What’s the moral of the story? Love is a selfish business.
The other day on the Huffington Post, I read a feature article posted by an ex-military man, talking about love. He says love isn’t about your own happiness, it’s about what you can give. Like most things, take any idea too far and you’ll have trouble. I can see it now. I love you because you’re such a trainwreck and somebody’s got to love you! Who would possibly want something as disgusting as you? But don’t worry, you’re in luck. I’ll tolerate it through discipline and endurance because I have the love of God in me! In extreme cases it will lead your partner to commit suicide, so keep that in mind.
Let’s look at things from the other extreme. Whereas the Romantic school believes you must struggle to shape and mold the world as you will with passion, the Western school is more cautious and submissive, relying on cold logic and reason. It tells us we all have a nature, which you might lay out in some personality survey, like the Myers-Briggs personality test for example. I’ve taken the test and they say I’m an INTJ. The goal is to figure out your nature, and then find people who are scientifically compatible with you. So, you fill out long questionnaires, lots of data is gathered, and after intense statistical computation, a series of compatible people pop out suited to you. The choices are made scientifically.
I’m a bit skeptical of this way of doing things, though it’s not all bad. I find it limited and I personally don’t have a lot of faith in the social sciences. People aren’t as simple as atoms and other simple things we study in, say, physics. We don’t follow simple rules. It’s hard to model people with equations and logic.

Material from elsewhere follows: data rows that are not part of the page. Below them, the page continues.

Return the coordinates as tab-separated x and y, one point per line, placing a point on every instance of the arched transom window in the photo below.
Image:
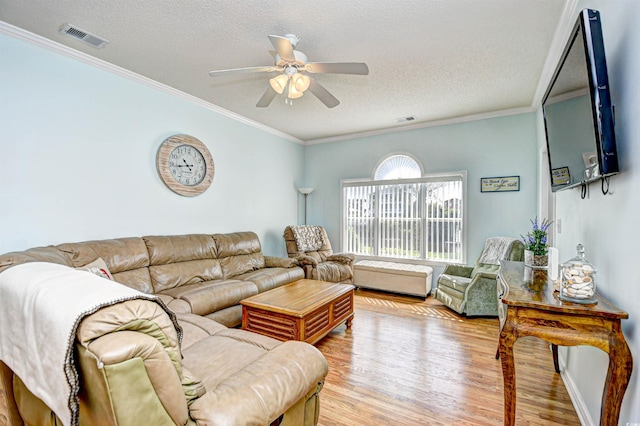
403	213
398	167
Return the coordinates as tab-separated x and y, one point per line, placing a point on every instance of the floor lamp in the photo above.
305	192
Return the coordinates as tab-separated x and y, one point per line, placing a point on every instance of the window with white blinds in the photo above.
421	219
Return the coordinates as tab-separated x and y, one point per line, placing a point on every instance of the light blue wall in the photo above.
505	146
608	225
78	147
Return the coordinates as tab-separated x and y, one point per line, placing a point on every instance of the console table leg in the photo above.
554	351
507	339
618	374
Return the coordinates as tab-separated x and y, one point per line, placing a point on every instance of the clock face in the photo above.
187	165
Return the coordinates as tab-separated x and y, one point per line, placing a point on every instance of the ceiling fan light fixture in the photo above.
293	92
300	82
279	83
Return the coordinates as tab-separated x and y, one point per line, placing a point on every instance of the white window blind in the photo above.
421	219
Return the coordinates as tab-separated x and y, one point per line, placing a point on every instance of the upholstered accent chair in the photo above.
310	245
471	290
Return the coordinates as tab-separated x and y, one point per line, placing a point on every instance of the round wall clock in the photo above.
185	165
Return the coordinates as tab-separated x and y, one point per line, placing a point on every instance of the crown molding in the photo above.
67	51
435	123
560	36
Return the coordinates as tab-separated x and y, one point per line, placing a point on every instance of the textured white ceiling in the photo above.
432	59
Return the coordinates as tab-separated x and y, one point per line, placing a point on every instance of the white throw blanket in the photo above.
496	249
41	306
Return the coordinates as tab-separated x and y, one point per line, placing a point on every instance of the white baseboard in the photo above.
576	398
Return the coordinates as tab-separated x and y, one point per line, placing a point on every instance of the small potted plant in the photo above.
535	244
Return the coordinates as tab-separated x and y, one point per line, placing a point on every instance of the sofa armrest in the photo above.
264	389
481	295
307	260
280	262
346	258
458	270
132	374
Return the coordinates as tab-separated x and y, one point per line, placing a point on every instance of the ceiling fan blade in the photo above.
249	70
338	67
283	48
266	98
323	94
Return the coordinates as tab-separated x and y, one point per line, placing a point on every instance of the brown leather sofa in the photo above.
221	376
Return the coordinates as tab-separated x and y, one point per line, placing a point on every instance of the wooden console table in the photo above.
531	308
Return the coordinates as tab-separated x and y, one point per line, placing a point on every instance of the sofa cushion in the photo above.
165	277
239	252
177	260
252	379
126	258
196	328
97	267
164	249
230	317
49	254
458	283
268	278
211	296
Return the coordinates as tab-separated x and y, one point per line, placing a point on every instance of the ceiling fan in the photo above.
293	67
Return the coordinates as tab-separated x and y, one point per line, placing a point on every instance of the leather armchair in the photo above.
471	290
316	257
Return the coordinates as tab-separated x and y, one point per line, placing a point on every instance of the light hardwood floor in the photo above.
412	362
407	361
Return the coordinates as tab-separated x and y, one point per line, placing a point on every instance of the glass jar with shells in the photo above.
578	279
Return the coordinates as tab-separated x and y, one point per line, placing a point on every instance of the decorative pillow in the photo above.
98	267
308	237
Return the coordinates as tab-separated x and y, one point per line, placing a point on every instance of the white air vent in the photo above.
88	38
405	119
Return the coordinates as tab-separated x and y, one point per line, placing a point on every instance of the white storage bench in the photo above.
392	276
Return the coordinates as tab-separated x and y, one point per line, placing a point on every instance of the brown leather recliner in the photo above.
310	245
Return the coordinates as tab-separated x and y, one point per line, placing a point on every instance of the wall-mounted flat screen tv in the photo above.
577	110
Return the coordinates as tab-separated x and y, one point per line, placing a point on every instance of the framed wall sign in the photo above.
560	176
500	184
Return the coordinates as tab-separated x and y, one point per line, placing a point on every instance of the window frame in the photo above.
432	177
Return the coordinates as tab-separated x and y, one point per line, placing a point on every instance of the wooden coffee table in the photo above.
305	310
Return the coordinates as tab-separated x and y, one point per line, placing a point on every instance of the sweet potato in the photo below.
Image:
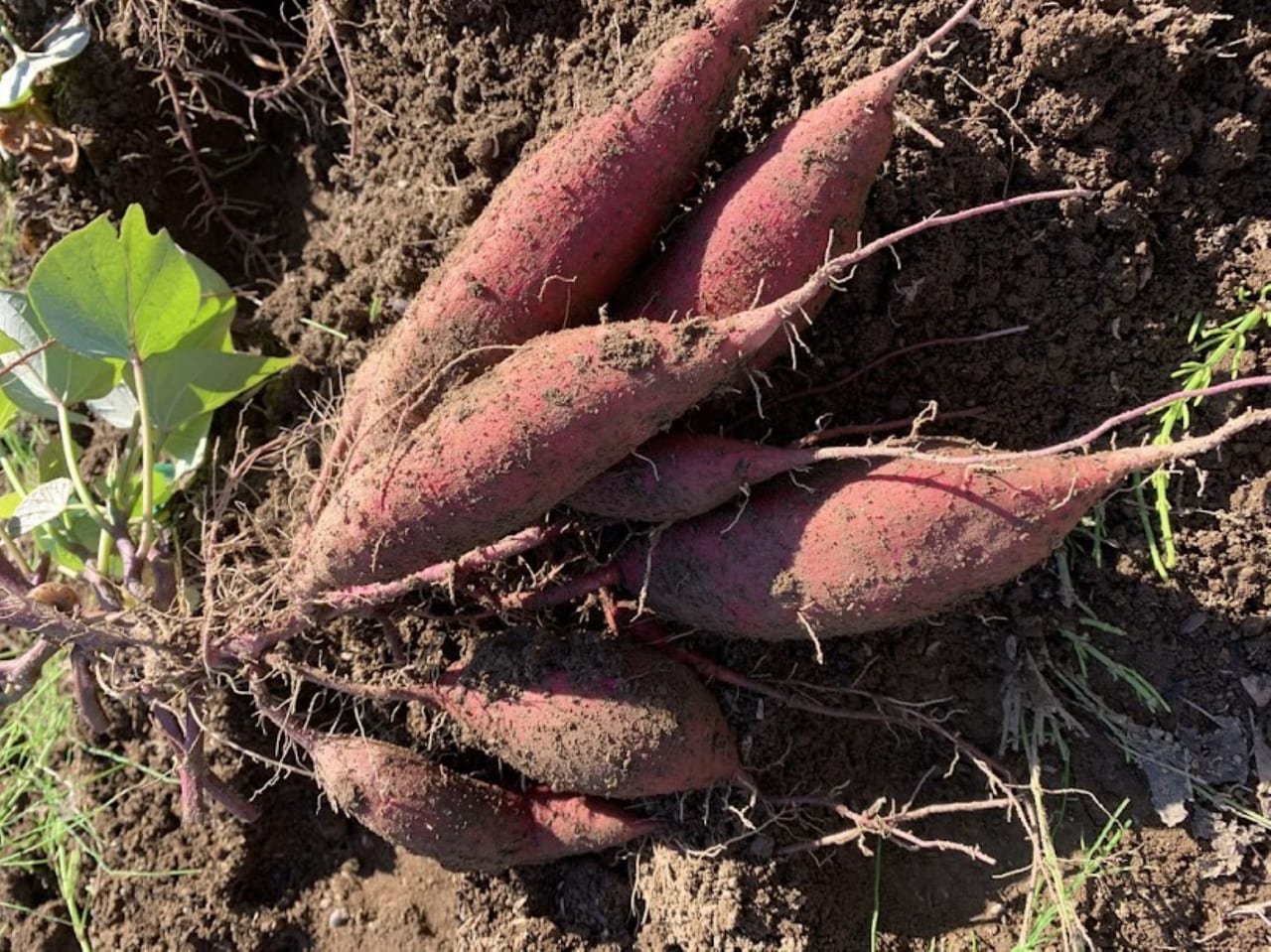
771	220
853	549
680	476
561	232
590	716
507	447
462	823
504	448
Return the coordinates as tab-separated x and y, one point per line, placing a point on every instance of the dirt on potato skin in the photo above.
1161	108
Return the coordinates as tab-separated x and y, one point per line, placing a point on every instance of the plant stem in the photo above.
85	497
148	463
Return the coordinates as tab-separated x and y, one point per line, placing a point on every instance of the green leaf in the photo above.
186	447
63	45
118	408
44	503
163	489
216	309
51	461
55	375
116	295
8	411
182	385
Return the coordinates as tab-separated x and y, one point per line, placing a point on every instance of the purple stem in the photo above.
84	688
191	782
21	674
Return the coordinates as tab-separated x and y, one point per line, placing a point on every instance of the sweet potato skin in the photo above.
680	476
563	230
866	549
511	444
464	824
591	716
770	221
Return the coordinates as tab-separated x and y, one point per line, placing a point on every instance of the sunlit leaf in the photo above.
8	412
186	384
107	294
55	375
44	503
118	408
186	447
68	41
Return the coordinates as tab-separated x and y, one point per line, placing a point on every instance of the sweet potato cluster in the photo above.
502	395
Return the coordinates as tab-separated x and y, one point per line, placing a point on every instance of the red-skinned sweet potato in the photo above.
464	824
850	548
770	221
590	716
504	448
559	232
680	476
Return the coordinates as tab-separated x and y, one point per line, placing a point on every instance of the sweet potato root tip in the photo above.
591	716
870	549
464	824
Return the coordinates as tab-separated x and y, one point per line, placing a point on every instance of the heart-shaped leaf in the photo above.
105	294
44	503
53	376
182	385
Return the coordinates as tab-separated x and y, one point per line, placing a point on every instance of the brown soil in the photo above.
1162	108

Also, the belief that you have a fixed nature leaves you with this feeling that there’s an ideal, “right” person for you. People change. You can change. We all change. The human brain isn’t set in stone. It’s a very pliable thing. If you believe you have this fixed nature, you may become overly be concerned with knowing yourself, because, after all, if you don’t understand you own nature, nothing is going to work. You come to view growth as learning about yourself, but I’d argue that there is a proactive aspect to growth. There has to be a courage to venture into the unknown and unfamiliar.
I’m always wary of believing “this is who I am”. You can easily end up living a life of self-fulfilling prophecies from then on out. I look at my own life and I’m always changing. I’m a totally different person from who I was just ten years ago. It’s good to venture off and experience new horizons. Many aspects of the Western tradition place too much faith in reason. Just because ideas and emotions are flowing through your mind, that doesn’t necessarily bear any reality to your potential or who you could be if you decided to try something different. Education, new friends, new environment. You can become a new person. It doesn’t happen instantly, but it’s never impossible.
My problem isn’t so much with logic and the scientific method, but more so our own limitations. Human thought, while being a form of knowledge, is just as often a form of ignorance. We tend to believe things about ourselves and others which aren’t really true in reality. Think of a child’s drawing of a home. They draw a little square and put a triangle on top, then color it a solid shade of brown. That’s what your ideas about yourself look like in the grand scheme of things. Real homes are much more interesting. So are all of you.
In most practical affairs of life, we have to be some mix of both schools of thought.